The input polynomial is considered to have “infinite” precision, therefore the \(p\)-adic factorization of the polynomial is not the same as first coercing to \(Q_p\) and then factoring (see also trac ticket #15422):

sage: f = x^2 - 3^6
sage: f.factor_padic(3,5)
((1 + O(3^5))*x + 3^3 + O(3^5)) * ((1 + O(3^5))*x + 2*3^3 + 2*3^4 + O(3^5))
sage: f.change_ring(Qp(3,5)).factor()
Traceback (most recent call last):
...
PrecisionError: p-adic factorization not well-defined since the discriminant is zero up to the requestion p-adic precision

A more difficult example:

sage: f = 100 * (5*x + 1)^2 * (x + 5)^2
sage: f.factor_padic(5, 10)
(4*5^4 + O(5^14)) * ((1 + O(5^9))*x + 5^-1 + O(5^9))^2 * ((1 + O(5^10))*x + 5 + O(5^10))^2

Try some bogus inputs:

sage: f.factor_padic(3,-1)
Traceback (most recent call last):
...
ValueError: prec_cap must be non-negative
sage: f.factor_padic(6,10)
Traceback (most recent call last):
...
ValueError: p must be prime
sage: f.factor_padic('hello', 'world')
Traceback (most recent call last):
...
TypeError: unable to convert 'hello' to an integer
galois_group(pari_group=False, algorithm='pari')

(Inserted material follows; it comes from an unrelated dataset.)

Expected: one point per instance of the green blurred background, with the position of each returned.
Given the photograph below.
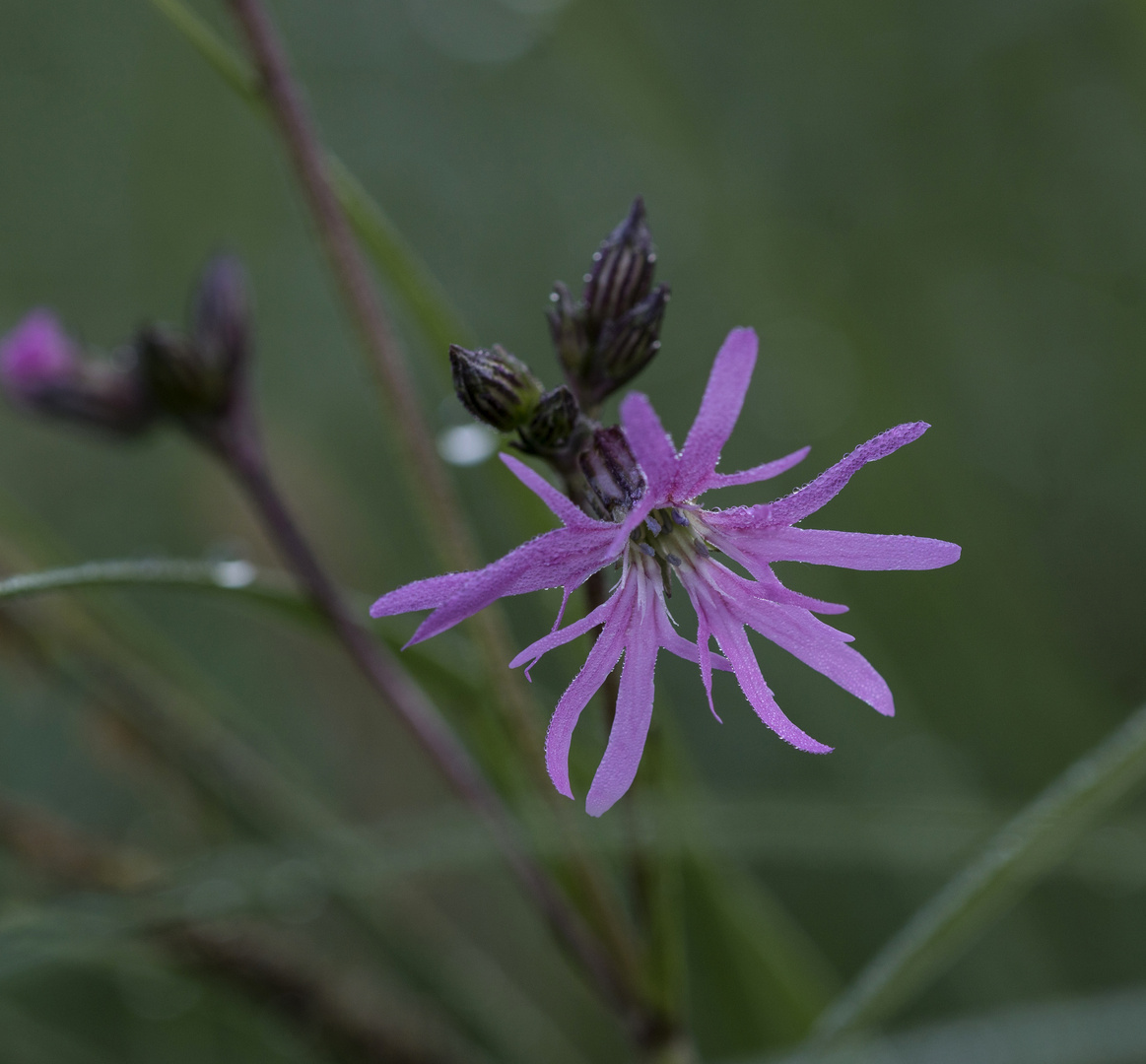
(927, 211)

Return the Galois group of this polynomial as a permutation group.

INPUT:

  • self - Irreducible polynomial

  • pari_group - bool (default: False); if True instead return the Galois group as a PARI group. This has a useful label in it, and may be slightly faster since it doesn’t require looking up a group in Gap. To get a permutation group from a PARI group P, type PermutationGroup(P).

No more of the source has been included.